The Computational Propaganda Project, funded by the European Research Council and affiliated with Oxford University and the University of Washington, analyzed the role Twitter played in the American presidential election and found that Trump enjoyed a significant – one might even say yuge – advantage on the platform. Following the second presidential debate, pro-Trump hashtags generated roughly twice the traffic of pro-Clinton hashtags. And while most of that traffic seems to have come from real users based on frequency and times of tweets, a third of pro-Trump tweets seem to have come from bots, compared to only a fifth of pro-Clinton tweets. Interestingly, following the December 19, 2016, attack on a Christmas market in Berlin, dozens of Twitter accounts suspected to be bots switched from posting pro-Trump messages to posting attacks on Chancellor Angela Merkel. German Justice Minister Heiko Maas has gone so far as to suggest that Facebook be treated as a media company, meaning it would be legally accountable for its content.

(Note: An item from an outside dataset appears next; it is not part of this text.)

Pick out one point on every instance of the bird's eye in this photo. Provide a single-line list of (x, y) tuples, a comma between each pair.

This could foreshadow a particularly ugly Bundestag campaign in September. AfD has already made common cause with the American president-elect; its leaders have publicly praised him for both his policy preferences and his ability to beat the “establishment politicians” at their own game, and they have cited his surprise victory as proof that they might achieve the unthinkable and unseat Merkel. They seem to be taking up some of his tools, too: In October, Alice Weidel, a member of the AfD’s national leadership committee, told ZEITmagazin, “Of course we will include social bots in our election strategy. For a young party like ours, social media tools are essential to broadcast our positions to voters.”
Weidel later retracted her statement, saying the party would use social media tools – including social media analytics programs – but would abstain from using bots. But there are some indications that it has already broken that promise: On November 16, for example, dozens of accounts, many of them newly created, simultaneously posted an identical message with the slogan “Merkel muss weg” (Merkel must go) and a link to a YouTube video promoting an anti-Merkel protest organized by the AfD.
Professor Philip Howard, the lead researcher behind the Computational Propaganda Project, already observed evidence of this same pattern around the Brexit vote. Between June 5-12, his team sampled 1.5 million tweets with hashtags related to the referendum; of those 1.5 million, a third – 500,000 tweets – were generated by only one percent of the 300,000 accounts, strongly suggesting that they were programmed bots. Brexit bots were roughly three times as active as pro-Remain bots.
Bots aside, the various social media channels – Facebook in particular – upend traditional theories about how social movements are formed, which can help to explain why once-fringe movements like AfD, UKIP, and the Trump campaign are so surprisingly adept with these media. Helen Margetts, director of Oxford University’s Oxford Internet Institute, writes that social media “allows new, ‘tiny acts’ of political participation (liking, tweeting, viewing, following, signing petitions and so on), which turn social movement theory around. Rather than identifying with issues, forming collective identity and then acting to support the interests of that identity – or voting for a political party that supports it – in a social media world, people act first and think about it (or identify with others) later, if at all.”